My husband and I both decided to write our own vows because we thought it would mean more to us that way. Not that we departed from the essence of the traditional vows, we just said some things in our own words.

It was when I was memorizing and reciting the vows that it really dawned on me what I was next stepping into. The moment it was spoken aloud, I had become someone’s wife. That’s different than being a girlfriend who enjoys all the perks of being pursued, or even a fiancé who gets to choose the kind of lace to be sewn on the wedding gown. This time, I made a vow.

In the days after the wedding, when little idiosyncrasies were about to bother me, what I said came back to me again – to love you and honor you. When things didn’t go as planned, again I was reminded by my words – to be your strongest supporter.

I have to say that it hasn’t always come naturally, although I wish it does. In the midst of learning so much more about each other on this new journey called Marriage, I want to place little reminders to myself about what I have promised. Even if I haven’t been all that, I know I can try again, and that’s the beautiful thing about marriage – you have the rest of your lives to keep working that out. 

Whether you are going through a rough patch or floating on cloud nine, it won’t hurt to remember and revisit that moment when you decided to commit yourself to that special someone for the rest of your life.

 I, take you, to be my husband. From this moment on, I promise to love you and honor you with all that I am, to be the help that God has made me to be, to respect you and submit to you as the head of our family, to be your strongest supporter, to encourage you and comfort you, in the good times and bad times, for richer or for poorer, in sickness and in health, forsaking all others, I will be faithful to you, until death do we part. This is my solemn vow.

Hen’s party

My girlfriends threw me a Hen’s party last weekend. I was blindfolded and ‘abducted’ to a nice hotel suite. It was such a splendid time spent with these friends as they prepared me for the next phase in life – marriage.

When they removed my blindfold, I was surrounded by my friends whom I’ve known for decades, some I’ve known better in the recent years. I was adorned with a tiara, a sash, with a wand in my left hand, and a helium balloon in my right. I was told that I was the ‘princess for the day’, and I didn’t have to lift a finger to do anything – if I’ll do as they say.

We spent the afternoon dipping in the pool and I was educated about how to prepare for the wedding night, and laughed and giggled in girly ways. We then proceeded to a yummy Peranakan dinner and the girls were quizzed on how well they knew the bride. We even had a sing-along session in our room and belted out Disney love songs, which up till now, were only heard in the shower.

But the best part was the time of affirmation we had.
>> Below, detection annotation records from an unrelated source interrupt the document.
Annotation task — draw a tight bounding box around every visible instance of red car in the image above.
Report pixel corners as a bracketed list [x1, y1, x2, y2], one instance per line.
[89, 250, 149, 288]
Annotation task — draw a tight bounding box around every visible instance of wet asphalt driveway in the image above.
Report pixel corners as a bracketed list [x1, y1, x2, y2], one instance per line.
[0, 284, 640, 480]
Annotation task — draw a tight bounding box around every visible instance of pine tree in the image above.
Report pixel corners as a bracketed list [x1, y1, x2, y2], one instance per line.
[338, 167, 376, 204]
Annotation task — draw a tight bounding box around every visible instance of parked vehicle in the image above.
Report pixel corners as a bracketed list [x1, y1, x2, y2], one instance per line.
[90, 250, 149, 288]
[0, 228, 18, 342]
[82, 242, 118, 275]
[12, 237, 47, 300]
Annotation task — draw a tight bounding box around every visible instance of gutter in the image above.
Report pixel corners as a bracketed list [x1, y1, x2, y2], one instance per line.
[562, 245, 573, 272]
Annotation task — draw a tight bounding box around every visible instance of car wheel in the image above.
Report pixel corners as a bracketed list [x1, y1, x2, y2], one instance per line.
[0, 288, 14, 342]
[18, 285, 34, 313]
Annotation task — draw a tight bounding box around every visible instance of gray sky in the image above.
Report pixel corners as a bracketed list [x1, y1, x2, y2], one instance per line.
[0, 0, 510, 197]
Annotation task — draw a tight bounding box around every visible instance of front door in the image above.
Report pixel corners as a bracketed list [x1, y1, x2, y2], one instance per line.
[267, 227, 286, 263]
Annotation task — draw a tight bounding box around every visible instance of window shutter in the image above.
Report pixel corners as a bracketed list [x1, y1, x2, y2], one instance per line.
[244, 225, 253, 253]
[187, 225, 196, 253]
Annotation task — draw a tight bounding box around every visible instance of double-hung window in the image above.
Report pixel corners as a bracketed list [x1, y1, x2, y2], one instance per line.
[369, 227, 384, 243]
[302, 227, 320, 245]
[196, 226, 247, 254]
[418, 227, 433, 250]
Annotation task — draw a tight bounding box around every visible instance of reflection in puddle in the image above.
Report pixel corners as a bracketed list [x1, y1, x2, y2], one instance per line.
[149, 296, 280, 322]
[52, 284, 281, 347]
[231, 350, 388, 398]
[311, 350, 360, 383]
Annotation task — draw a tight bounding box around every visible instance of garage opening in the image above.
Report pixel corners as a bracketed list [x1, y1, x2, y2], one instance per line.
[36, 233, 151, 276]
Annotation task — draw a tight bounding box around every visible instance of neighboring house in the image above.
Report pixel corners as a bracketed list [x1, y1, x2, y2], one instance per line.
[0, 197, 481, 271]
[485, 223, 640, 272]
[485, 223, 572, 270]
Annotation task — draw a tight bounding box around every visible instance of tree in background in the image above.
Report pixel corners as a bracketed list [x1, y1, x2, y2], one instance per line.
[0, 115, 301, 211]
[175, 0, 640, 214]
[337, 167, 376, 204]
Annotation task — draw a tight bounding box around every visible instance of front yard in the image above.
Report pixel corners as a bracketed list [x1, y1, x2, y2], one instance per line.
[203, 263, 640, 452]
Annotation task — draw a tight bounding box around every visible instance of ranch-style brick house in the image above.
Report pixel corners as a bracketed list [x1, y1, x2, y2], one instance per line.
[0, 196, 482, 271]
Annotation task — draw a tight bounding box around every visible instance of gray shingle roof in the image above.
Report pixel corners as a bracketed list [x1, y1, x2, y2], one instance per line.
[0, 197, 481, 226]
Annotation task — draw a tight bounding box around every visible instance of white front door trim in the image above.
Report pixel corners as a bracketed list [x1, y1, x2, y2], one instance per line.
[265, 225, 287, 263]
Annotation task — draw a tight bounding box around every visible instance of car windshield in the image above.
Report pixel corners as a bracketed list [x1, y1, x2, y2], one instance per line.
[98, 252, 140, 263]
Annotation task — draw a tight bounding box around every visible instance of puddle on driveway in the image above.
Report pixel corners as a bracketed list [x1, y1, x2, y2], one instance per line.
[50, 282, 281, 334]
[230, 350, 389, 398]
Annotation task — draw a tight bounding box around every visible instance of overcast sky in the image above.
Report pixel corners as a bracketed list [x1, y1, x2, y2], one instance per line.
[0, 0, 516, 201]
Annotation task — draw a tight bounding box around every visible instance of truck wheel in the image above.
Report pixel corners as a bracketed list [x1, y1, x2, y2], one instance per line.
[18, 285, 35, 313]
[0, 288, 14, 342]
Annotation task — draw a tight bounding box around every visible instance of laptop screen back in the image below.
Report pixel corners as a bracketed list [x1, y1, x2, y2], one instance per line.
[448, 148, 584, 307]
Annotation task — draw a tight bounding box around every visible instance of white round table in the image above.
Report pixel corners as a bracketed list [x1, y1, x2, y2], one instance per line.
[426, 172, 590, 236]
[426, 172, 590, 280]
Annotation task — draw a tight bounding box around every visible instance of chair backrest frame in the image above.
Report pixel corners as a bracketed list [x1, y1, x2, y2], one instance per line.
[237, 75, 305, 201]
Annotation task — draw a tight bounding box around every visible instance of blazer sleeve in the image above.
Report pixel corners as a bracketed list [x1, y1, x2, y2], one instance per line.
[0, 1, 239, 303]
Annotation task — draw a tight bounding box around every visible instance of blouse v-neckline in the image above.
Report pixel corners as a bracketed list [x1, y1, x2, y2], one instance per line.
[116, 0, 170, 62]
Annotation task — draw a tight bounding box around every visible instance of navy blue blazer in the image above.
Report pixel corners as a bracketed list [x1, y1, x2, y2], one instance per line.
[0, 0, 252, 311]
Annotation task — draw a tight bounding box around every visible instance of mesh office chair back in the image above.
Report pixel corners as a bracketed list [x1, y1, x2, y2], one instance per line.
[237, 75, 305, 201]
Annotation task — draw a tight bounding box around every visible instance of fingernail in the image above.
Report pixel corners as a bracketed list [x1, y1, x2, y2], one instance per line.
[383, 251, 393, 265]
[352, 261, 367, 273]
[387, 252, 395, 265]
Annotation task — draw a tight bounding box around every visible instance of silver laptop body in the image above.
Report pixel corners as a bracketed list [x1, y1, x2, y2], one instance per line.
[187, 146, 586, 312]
With a number of couples getting married in our youth group this year, we’ve seen an emerging tradition where the close friends of the bride-to-be get together to tell her the good things they see in her and the soon-to-be-wed couple.

So that night we all sat around and my friends shared about the strengths they’ve seen in me and in the relationship with my husband-to-be. They showed their appreciation of the friendships that I share with them; they affirmed how we can make a bigger difference in our society as a couple. There were tears, there were hugs, and I got to make each girlfriend wear the tiara and wave the wand when it was their turn to share. The time spent was so precious to me, and if there was a “Courage Tank” in us, it was definitely filled to the brim that night ! It made me so hopeful and encouraged about this huge step I am about to make. I am so privileged to have such a moment, and I am so thankful for these beautiful women in my life, whom I know will celebrate in good times as well as be there for me, when married life gets tough.

A Hen’s party can actually be so meaningful and make a huge difference in the life of the bride-to-be. Attended a Hen’s party lately? Tell me what you did!